Alors bien sûr l'erreur (scientifique) ne vaut que si elle est reconnue comme telle. Si tel n'est pas le cas et si l'on n'apprend pas de ses erreurs, on produit des savoirs et des connaissances erronées. Et là c’est le début des (gros) soucis.

Ensuite il y a la question spécifique de l’erreur algorithmique.

Et les questions qu’elle pose : est-elle une cause ou une conséquence ? Je m’intéresse plutôt aux conséquences, laissant les causes aux informaticien(ne)s.

La première conséquence de cette erreur c'est la production de ce que l'on appelle des "faux-positifs", lesquels peuvent avoir un impact sociétal et positif considérable, comme le souligne le titre de cet article : "100 000 faux positifs pour un vrai terroriste : pourquoi les algorithmes de détection de la menace terroriste de marchent pas."

L'autre question que posent ces potentielles "erreurs" algorithmiques, c'est la question des biais (sexistes, racistes, financiers …) et de la reproduction, voire de la systématisation desdits biais. D'où l'importance là encore vitale d'un point de vue sociétal et politique, de pouvoir auditer et tester en toute transparence ces algorithmes qui peuvent, pour reprendre le titre de Cathy O'Neil, rapidement devenir des "armes de destruction mathématiques" (Weapons of Maths Destruction)

Plus globalement, ces erreurs toujours possibles et parfois en un sens "délibérées", posent à leur tour la question de l'éditorialisation. Algorithmes et programmes commettent des erreurs. Et ces erreurs contribuent à produire, à illustrer, à fabriquer ou à faciliter des récits informatifs erronés ou des mises en scène erronées de l’information.
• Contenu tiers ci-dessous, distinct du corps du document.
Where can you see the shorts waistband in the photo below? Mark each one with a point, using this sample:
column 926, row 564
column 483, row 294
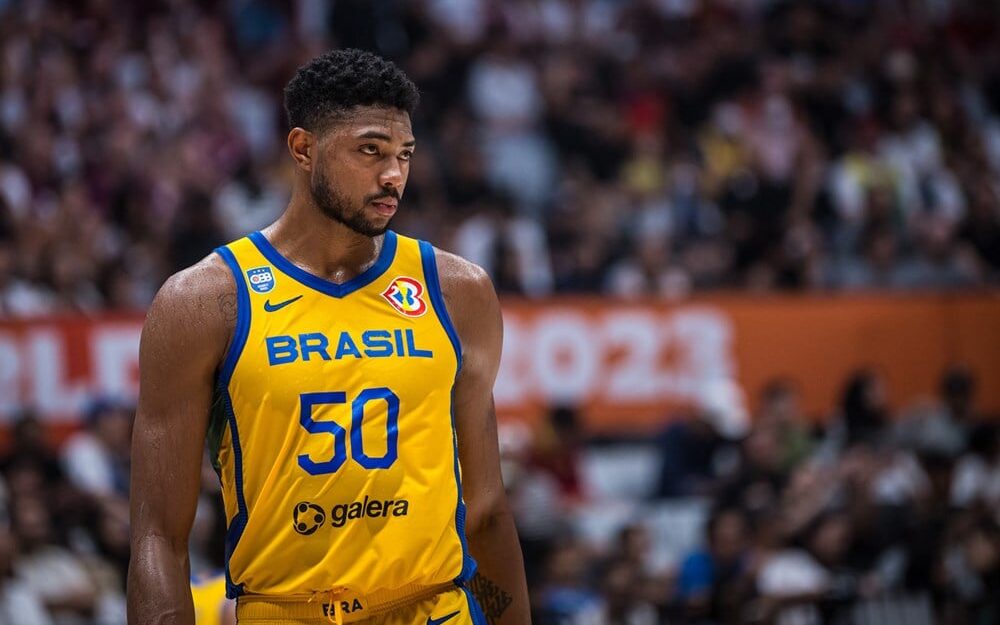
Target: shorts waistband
column 336, row 605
Enfin, et c'est peut-être là l'enjeu principal de la question de la faillibilité algorithmique, il y a le risque de l'accident et les questions que posent la dilution de la chaîne de responsabilité dans la prise de décision. L'exemple le plus frappant et le plus parlant est certainement celui des voitures autonomes (sur lequel j'ai déjà beaucoup écrit). A force d'empiler programmes et algorithmes à vocation décisionnelle (celui du GPS, celui de la voiture elle-même, celui qui alimente, par exemple, les feux de signalisation de la ville connectée, et ainsi de suite), il devient rapidement très complexe, en cas d'accident, d'identifier l'erreur initiale qui aura pu déclencher une série d'erreurs en cascade ou produire seule l'accident. Au-delà du classique dilemme du tramway, c'est aussi un problème très concert sur lequel les compagnies d'assurance travaillent déjà depuis longtemps.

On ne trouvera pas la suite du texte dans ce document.